Le HLB a été signalé pour la première fois en 2005 en Floride et, en près de 15 ans, a causé plus de 10 milliards de dollars de dommages à l’industrie des agrumes de l’État.

« Presque toutes les plantations de Floride, depuis Gainesville vers le sud, sont infectées », a déclaré à Olive Oil Times Tim Gottwald, épidémiologiste végétal au laboratoire de recherche horticole du ministère américain de l’Agriculture en Floride.

« La seule exception concerne les nouvelles plantations, mais même celles-ci, au bout de 18 à 24 mois, sont généralement infectées à 50 à 100 % », a-t-il ajouté. « Le vecteur est partout, la maladie est partout, et l’industrie est en déclin. Nous sommes passés de 243 millions de caisses par an à environ 40 millions de caisses, probablement. »

La maladie a également été détectée en Afrique du Sud, en Indonésie et aux Philippines, menaçant l’industrie des agrumes de chacun de ces pays. La Californie, autre grand producteur d’oranges aux États-Unis , dispose d’une ligne d’assistance téléphonique gratuite pour ceux qui pensent avoir vu le psylle asiatique des agrumes ou des signes d’infection des arbres.

« La mondialisation et le transport de plants d’agrumes d’un endroit à un autre ont propagé cette maladie dévastatrice », a écrit le Programme de prévention des ravageurs et des maladies des agrumes.

Cette nouvelle méthode de détection précoce potentielle aidera probablement les petits producteurs, mais sera moins utile pour les vergers commerciaux, selon M. Gottwald.

« C'est une méthodologie intéressante », a-t-il déclaré. « Il s'agit essentiellement d'une amélioration en matière de détection, en ce qui concerne la confirmation. La difficulté avec toutes ces techniques réside dans leur mise à l'échelle pour les rendre applicables sur le plan épidémiologique à une grande superficie. »

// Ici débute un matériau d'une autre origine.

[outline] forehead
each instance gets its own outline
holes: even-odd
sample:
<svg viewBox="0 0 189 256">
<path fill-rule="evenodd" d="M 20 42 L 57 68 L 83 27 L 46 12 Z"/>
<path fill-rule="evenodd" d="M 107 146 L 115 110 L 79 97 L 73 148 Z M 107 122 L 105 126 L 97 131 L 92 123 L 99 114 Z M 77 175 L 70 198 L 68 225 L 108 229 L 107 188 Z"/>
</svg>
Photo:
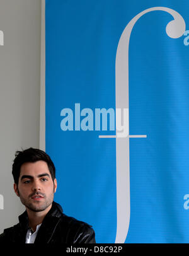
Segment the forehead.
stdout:
<svg viewBox="0 0 189 256">
<path fill-rule="evenodd" d="M 50 174 L 48 165 L 44 161 L 40 160 L 35 163 L 26 162 L 21 166 L 20 177 L 24 175 L 35 177 L 45 173 Z"/>
</svg>

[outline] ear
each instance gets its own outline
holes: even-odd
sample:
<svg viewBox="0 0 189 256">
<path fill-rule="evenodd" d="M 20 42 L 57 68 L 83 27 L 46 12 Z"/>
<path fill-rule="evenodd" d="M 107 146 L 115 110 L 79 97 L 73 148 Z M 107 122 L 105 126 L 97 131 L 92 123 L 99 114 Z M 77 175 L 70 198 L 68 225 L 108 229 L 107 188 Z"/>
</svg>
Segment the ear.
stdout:
<svg viewBox="0 0 189 256">
<path fill-rule="evenodd" d="M 54 180 L 54 192 L 55 193 L 56 192 L 57 188 L 57 180 L 56 178 Z"/>
<path fill-rule="evenodd" d="M 16 183 L 14 183 L 14 190 L 16 194 L 16 195 L 19 197 L 19 191 L 18 189 L 18 185 L 16 184 Z"/>
</svg>

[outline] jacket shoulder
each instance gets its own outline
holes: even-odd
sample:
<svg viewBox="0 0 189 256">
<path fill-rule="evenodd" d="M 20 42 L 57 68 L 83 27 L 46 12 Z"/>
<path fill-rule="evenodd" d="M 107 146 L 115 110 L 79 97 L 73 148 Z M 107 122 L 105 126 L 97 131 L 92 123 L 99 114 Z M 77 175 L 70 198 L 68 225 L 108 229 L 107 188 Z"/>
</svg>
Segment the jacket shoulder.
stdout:
<svg viewBox="0 0 189 256">
<path fill-rule="evenodd" d="M 95 234 L 92 226 L 62 213 L 62 227 L 67 230 L 66 241 L 71 243 L 95 243 Z"/>
<path fill-rule="evenodd" d="M 10 228 L 5 228 L 2 234 L 0 235 L 0 244 L 12 241 L 12 236 L 16 232 L 19 223 Z"/>
</svg>

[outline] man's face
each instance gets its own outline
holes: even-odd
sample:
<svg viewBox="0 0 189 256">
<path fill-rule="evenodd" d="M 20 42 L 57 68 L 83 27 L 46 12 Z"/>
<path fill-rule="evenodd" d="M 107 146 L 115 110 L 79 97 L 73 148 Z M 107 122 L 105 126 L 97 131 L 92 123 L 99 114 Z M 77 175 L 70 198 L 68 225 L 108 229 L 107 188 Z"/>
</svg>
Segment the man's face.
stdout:
<svg viewBox="0 0 189 256">
<path fill-rule="evenodd" d="M 25 163 L 21 166 L 18 185 L 14 184 L 15 193 L 26 209 L 38 212 L 51 205 L 57 189 L 44 161 Z"/>
</svg>

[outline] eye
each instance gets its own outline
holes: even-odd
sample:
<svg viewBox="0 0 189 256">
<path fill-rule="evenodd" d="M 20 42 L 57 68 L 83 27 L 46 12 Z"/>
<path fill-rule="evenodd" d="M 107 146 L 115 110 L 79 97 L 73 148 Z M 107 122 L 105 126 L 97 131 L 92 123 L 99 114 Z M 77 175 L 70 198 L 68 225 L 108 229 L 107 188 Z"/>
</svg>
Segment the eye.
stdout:
<svg viewBox="0 0 189 256">
<path fill-rule="evenodd" d="M 28 184 L 28 183 L 30 183 L 30 180 L 26 180 L 25 182 L 24 182 L 23 183 L 25 183 L 25 184 Z"/>
<path fill-rule="evenodd" d="M 47 180 L 47 178 L 42 178 L 41 179 L 41 180 L 42 180 L 42 182 L 46 182 L 46 181 L 47 181 L 48 180 Z"/>
</svg>

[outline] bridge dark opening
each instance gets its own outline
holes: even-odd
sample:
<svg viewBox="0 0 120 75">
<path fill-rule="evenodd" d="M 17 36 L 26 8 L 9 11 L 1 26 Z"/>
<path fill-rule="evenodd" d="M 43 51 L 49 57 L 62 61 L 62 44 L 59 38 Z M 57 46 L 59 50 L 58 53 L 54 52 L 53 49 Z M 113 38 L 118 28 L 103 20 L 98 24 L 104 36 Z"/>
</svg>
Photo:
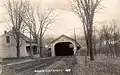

M. Gottwald a ajouté que cette méthode fonctionnerait probablement mieux pour ceux qui peuvent prélever davantage de feuilles sur un petit nombre d’arbres.

« Il ne s’agit pas du tout de dénigrer la méthode », a déclaré M. Gottwald. « C’est une petite avancée intéressante par rapport à la PCR (réaction en chaîne par polymérase)… qui est une méthodologie très précise et très fiable. Mais lorsque l’on tente de l’appliquer dans un verger, le problème avec la PCR et d’autres méthodes de ce type est que la maladie n’est pas entièrement répartie sur un seul arbre, ni même sur une seule feuille. »

« Avec un arbre qui compte 100 000 ou 200 000 feuilles, il faut prélever des échantillons », a-t-il ajouté. « Cela fonctionne très bien en pépinière, où l’on s’intéresse particulièrement à un arbre précis. »

Malgré cette nouvelle avancée en matière de détection, M. Gottwald estime que l’industrie des agrumes a encore un long chemin à parcourir pour lutter contre le HLB.

« À ma connaissance, il n’existe pas de solution à court terme », a déclaré Gottwald.